Situated in the Provence region of southern France, the Luberon is the quiet jewel of the area. The natural scenery of the area is stunning and, with numerous hiking trails through the national park and between villages, walking is one of the best ways to see the region. However, the Luberon is best known for its stunning villages that sit perched atop hills that dot the countryside. These villages are filled with rich colours, natural wonders and historical sites; some villages date back over 1000 years. Some of these villages are well known, such as Roussillon with its colourful ochre daubed houses and great restaurants and Gordes, officially one of the most beautiful villages in France; others, like Goult, are just waiting to be discovered.
Despite being Italy’s second largest region, Piedmont isn’t as well known as the glamourous Amalfi Coast or cultured Tuscany. This gastronomic gem in Italy’s North West corner is filled with rolling hills covered in oak forests, layers of vines and majestic Savoy castles that contrast with the high peaks of the Alps that border the region. This rich and fertile part of Italy produces some of the country’s best known food and wine, including robust Barolo and sweet Moscato wines, aromatic while truffles and tangy cheeses. Due to this agricultural economy, the Piedmont region has benefitted greatly from the Slow Food Movement, an international movement started in 1986 that is striving to preserve traditional food practices and regional cuisines with the goal of promoting local business and sustainable foods.
Beira is the traditional name given to the central region of Portugal and is about as far off the beaten track as you can get in Europe. This richly diverse region is one of distinct contrasts; from the glistening blue Atlantic coastline and its white sandy beaches to the forbidding mountains of the interior, home to mainland Portugal’s highest mountain range, the Serra da Estrela. The mountain villages, rivers and glacial valleys of this region are linked by an extensive series of hiking trails. The big draw for this area is the sheer amount of birdlife. An ornithologists dream, here you’ll be able to spot griffon, Egyptian and black vultures, golden eagles, hawks, golden orioles and bee eaters.
Istrian Peninsula, Croatia
With a strong Italian influence, the area being part of Italy until 1945, this heart-shaped peninsula in the north of Croatia is being hailed as the “new Tuscany” thanks to its fertile plains, rolling hills, quaint villages and rugged coastline. And it’s not just the landscape that sees the peninsula likened to Tuscany; it’s also the excellent wines that are now being produced as the conditions are perfect for growing grapes and some of the finest olive oils in the Mediterranean. The Istrian Peninsula also houses a treasure trove of antiquities, including a Roman amphitheatre in Pula and Baroque and Byzantine basilicas in Rovinj and Porec.

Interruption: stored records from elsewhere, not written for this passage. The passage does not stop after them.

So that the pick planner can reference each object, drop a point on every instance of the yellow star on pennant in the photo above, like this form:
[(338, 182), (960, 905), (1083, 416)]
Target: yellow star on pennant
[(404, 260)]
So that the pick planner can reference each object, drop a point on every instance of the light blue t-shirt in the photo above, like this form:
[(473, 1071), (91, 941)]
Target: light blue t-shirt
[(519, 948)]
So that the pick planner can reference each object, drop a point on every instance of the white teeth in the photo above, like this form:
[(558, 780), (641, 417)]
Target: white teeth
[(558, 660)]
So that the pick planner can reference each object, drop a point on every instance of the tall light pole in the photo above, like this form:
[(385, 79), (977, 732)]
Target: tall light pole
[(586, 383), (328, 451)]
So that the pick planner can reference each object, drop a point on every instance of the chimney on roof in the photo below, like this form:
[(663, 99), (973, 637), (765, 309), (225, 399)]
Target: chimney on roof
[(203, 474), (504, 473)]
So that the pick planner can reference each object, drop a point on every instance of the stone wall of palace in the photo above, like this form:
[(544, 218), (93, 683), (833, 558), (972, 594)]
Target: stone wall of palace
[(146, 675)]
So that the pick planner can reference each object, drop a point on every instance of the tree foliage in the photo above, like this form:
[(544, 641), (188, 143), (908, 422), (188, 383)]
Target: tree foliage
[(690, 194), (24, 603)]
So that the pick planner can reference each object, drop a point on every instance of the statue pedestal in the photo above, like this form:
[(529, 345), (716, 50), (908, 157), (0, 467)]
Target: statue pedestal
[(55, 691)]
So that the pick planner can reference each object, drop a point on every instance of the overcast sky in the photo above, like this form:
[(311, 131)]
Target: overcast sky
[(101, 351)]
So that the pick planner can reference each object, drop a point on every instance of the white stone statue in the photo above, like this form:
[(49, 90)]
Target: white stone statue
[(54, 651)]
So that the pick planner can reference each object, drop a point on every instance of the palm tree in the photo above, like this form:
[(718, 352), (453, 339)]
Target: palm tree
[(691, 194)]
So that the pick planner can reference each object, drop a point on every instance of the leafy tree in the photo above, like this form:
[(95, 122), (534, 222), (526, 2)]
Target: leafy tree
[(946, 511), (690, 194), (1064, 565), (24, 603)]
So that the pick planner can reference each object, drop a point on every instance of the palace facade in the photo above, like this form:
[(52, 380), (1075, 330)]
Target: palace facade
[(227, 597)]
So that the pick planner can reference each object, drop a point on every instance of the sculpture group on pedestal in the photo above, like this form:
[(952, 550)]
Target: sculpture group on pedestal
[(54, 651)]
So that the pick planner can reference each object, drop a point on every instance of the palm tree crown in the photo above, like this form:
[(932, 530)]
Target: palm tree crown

Lying at the crossroads of Austria, Italy and Slovenia is the relatively unknown region of Carinthia. This sunny region of southern Austria is home to cosmopolitan towns, traditional villages that have been built around onion-domes churches, turquoise clear lakes and breathtaking mountains. The main attraction of the area is the bathing lakes, which locals flock to in summer, with their warm, clear waters. The largest lake in the area, Lake Worthersee, is a must see. With 27 award-winning restaurants dotted around the lake, the local Alp-Adriatic specialities are mouth-watering. For the slightly more adventurous, there a numerous cycle routes around the lake that can be done at your own pace. There is abundant wildlife in the area too; from wild deer and hares to eagles and falcons that soar through the blue sky.